Following the floods of 2017 and 2019, the Government of Quebec has expanded the flood plain zone on Allumette Island. In so doing, it has included the entire shoreline area with a significantly expanded setback including large areas that were not subject to flooding due to their height above the Ottawa River.
New construction and renovations will be prohibited. Inclusion of these properties in the flood zone will also make it difficult or impossible to obtain insurance which, in turn, will make it impossible to obtain a mortgage and to sell. As a result, the value of these properties will be eliminated, destroying the tax base of the region and crippling local government. This is an arbitrary action for no purpose as it affects properties outside of the longstanding flood zone which are high and dry.
Will the province reverse this poorly thought out action, or does it intend to fully compensate all property owners for the lost value of their properties?
Changes needed in flood plains
Government authorities should prohibit new dwellings, buildings, infrastructure on flood plains and low ground.

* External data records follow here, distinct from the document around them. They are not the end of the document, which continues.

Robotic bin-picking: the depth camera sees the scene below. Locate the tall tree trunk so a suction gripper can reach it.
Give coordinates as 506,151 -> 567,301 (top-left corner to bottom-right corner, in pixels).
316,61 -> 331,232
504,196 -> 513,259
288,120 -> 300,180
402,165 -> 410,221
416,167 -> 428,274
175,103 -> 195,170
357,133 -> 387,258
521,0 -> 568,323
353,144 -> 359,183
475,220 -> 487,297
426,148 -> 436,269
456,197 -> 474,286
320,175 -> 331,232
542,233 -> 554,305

Existing residents should be encouraged to leave and financial assistance should be provided to do so. Another option is to raise structures on much higher foundations (if boating to and from is acceptable).
On a larger scale and expense, dykes could be built where feasible (for example, much of Netherlands exists due to dykes). Another option is water diversion (for example, Manitoba built the Red River floodway to divert floodwater away from Winnipeg and region).